CSB comes with a number of PDB structure parsers, format builders and database providers, all defined in the csb.bio.io.wwpdb package. The most basic usage is:

>>> parser = StructureParser('structure.pdb')
>>> parser.parse_structure()
<Structure>     # a Structure object (model)

or if this is an NMR ensemble:

>>> parser.parse_models()
<Ensemble>      # an Ensemble object (collection of alternative Structure-s)

This module introduces a family of PDB file parsers. The common interface of all parsers is defined in AbstractStructureParser. This class has several implementations:

Unless you have a special reason, you should use the StructureParser factory, which returns a proper AbstractStructureParser implementation, depending on the input PDB file. If the input file looks like a regular PDB file, the factory returns a RegularStructureParser, otherwise it instantiates LegacyStructureParser. StructureParser is in fact an alias for AbstractStructureParser.create_parser.
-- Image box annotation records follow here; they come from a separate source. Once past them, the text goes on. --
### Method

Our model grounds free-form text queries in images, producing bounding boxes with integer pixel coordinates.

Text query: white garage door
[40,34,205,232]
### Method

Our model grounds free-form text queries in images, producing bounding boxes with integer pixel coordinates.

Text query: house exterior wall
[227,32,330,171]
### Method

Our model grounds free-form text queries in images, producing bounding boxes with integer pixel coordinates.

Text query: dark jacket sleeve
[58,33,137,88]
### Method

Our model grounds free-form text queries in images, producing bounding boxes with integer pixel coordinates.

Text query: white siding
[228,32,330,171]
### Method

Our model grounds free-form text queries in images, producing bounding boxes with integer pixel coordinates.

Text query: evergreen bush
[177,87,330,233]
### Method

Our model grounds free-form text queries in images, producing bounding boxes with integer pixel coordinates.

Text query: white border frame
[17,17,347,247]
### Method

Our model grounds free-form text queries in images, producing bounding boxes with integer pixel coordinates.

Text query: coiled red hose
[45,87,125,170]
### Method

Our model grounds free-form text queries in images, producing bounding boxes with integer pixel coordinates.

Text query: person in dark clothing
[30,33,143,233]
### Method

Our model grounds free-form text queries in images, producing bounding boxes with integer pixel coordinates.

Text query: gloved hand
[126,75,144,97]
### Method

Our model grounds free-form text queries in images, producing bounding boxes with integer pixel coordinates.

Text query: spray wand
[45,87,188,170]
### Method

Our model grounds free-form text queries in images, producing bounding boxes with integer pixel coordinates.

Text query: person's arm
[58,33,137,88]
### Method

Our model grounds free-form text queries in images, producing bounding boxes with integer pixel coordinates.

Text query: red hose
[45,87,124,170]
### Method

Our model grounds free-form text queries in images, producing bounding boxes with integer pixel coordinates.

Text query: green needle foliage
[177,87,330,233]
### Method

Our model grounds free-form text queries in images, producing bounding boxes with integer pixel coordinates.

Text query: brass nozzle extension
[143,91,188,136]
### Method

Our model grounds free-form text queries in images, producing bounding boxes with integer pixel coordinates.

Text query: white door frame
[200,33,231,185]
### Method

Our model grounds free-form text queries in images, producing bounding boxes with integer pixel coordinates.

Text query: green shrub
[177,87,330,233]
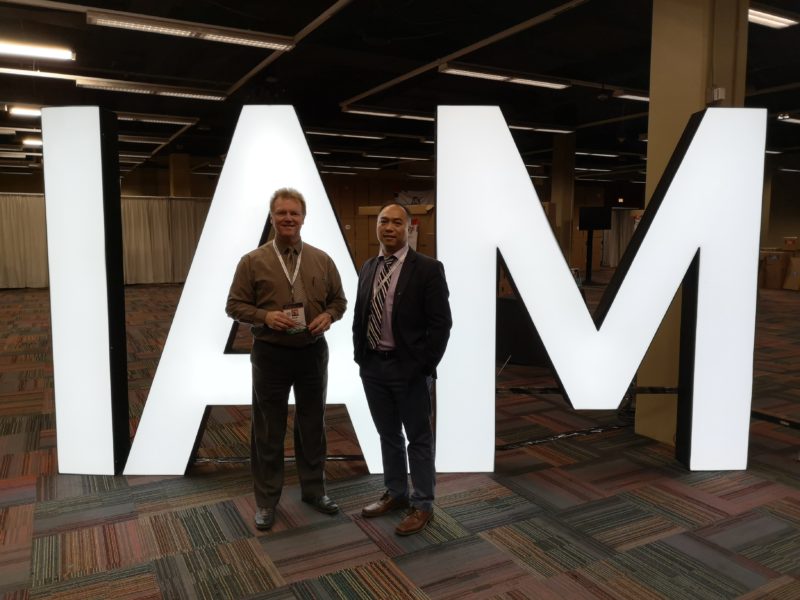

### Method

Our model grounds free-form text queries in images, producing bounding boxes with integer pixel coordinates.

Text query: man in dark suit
[353,204,452,535]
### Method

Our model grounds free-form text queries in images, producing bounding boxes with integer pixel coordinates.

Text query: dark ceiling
[0,0,800,179]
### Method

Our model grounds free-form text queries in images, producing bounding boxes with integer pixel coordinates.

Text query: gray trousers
[361,352,436,511]
[250,339,328,508]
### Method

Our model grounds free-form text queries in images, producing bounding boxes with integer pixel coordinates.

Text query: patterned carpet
[0,286,800,600]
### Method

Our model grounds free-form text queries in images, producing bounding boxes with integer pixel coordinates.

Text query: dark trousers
[250,339,328,508]
[361,352,436,511]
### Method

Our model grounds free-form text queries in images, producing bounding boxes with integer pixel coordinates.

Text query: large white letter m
[437,107,766,471]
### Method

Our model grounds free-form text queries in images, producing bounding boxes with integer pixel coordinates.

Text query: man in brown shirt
[226,188,347,529]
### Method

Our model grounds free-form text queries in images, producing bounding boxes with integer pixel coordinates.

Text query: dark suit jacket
[353,248,453,377]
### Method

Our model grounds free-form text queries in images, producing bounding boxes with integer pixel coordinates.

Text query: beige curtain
[122,198,174,284]
[169,198,210,281]
[0,194,210,289]
[0,194,49,288]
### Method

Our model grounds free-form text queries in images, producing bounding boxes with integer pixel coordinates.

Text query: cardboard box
[783,256,800,292]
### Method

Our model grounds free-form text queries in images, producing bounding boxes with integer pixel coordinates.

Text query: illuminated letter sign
[437,107,766,471]
[42,106,765,475]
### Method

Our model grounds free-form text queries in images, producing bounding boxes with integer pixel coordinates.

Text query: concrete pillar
[636,0,749,444]
[169,154,192,197]
[550,133,575,263]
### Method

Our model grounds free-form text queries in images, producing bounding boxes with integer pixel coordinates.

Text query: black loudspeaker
[578,206,611,231]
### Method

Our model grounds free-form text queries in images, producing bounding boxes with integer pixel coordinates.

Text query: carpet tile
[395,536,532,599]
[479,516,613,577]
[258,515,386,583]
[291,560,428,600]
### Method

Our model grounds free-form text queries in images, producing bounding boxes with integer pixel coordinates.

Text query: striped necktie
[367,256,397,350]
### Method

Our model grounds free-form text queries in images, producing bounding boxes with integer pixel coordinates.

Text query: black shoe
[255,508,275,531]
[303,496,339,515]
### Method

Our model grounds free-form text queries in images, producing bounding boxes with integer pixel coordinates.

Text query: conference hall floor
[0,278,800,600]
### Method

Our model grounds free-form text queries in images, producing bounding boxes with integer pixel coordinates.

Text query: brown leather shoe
[361,492,408,518]
[394,508,433,535]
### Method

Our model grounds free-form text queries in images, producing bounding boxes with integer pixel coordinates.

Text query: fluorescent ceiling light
[342,106,436,121]
[364,154,430,160]
[397,114,436,121]
[747,8,797,29]
[117,112,197,125]
[575,152,619,158]
[612,90,650,102]
[439,65,508,81]
[532,127,573,133]
[86,10,294,52]
[8,106,42,117]
[439,63,571,90]
[75,77,226,102]
[344,108,398,117]
[306,129,386,140]
[778,113,800,125]
[506,77,569,90]
[0,40,75,60]
[117,135,169,145]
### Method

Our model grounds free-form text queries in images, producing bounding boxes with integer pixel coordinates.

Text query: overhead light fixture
[306,129,386,140]
[533,127,574,133]
[364,154,430,160]
[117,135,169,146]
[508,125,574,133]
[747,8,797,29]
[439,63,571,90]
[342,106,436,121]
[778,113,800,125]
[117,112,197,125]
[0,40,75,60]
[75,77,226,102]
[8,106,42,117]
[575,152,619,158]
[86,10,294,52]
[612,90,650,102]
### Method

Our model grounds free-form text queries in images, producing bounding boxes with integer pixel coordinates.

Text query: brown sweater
[225,241,347,347]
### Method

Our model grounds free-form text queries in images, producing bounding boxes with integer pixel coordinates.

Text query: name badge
[283,302,307,335]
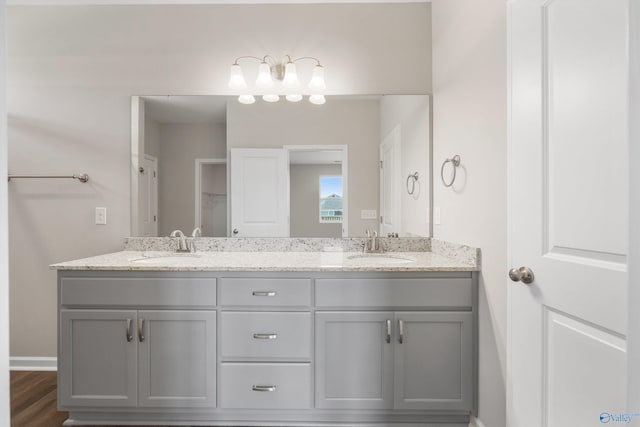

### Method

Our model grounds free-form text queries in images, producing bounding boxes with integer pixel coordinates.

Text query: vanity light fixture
[229,55,326,105]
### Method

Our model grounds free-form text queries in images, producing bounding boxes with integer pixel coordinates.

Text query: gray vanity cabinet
[315,276,474,412]
[316,312,393,409]
[58,310,138,408]
[58,270,478,427]
[58,272,216,410]
[138,310,216,408]
[394,312,473,410]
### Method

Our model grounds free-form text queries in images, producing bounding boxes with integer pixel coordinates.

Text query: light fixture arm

Writing your own, customized PDB parser is easy. Suppose that you are trying to parse a PDB-like file which misuses the charge column to store custom info. This will certainly crash AbstractStructureParser (for good), but you can create your own parser as a workaround. All you need to do is override the virtual _read_charge_field hook method:

class CustomParser(RegularStructureParser):

    def _read_charge(self, line):
        try:
            return super(CustomParser, self)._read_charge(line)
        except StructureFormatError:
            return None

Another important abstraction in this module is StructureProvider. It has several implementations which can be used to retrieve PDB Structures from various sources: file system directories, remote URLs, etc. You can easily create your own provider as well. See StructureProvider for details.

Finally, this module gives you some FileBuilder-s, used for text serialization of Structure-s and Ensemble-s:

>>> builder = PDBFileBuilder(stream)
>>> builder.add_header(structure)
>>> builder.add_structure(structure)

where stream is any Python stream, e.g. an open file or sys.stdout.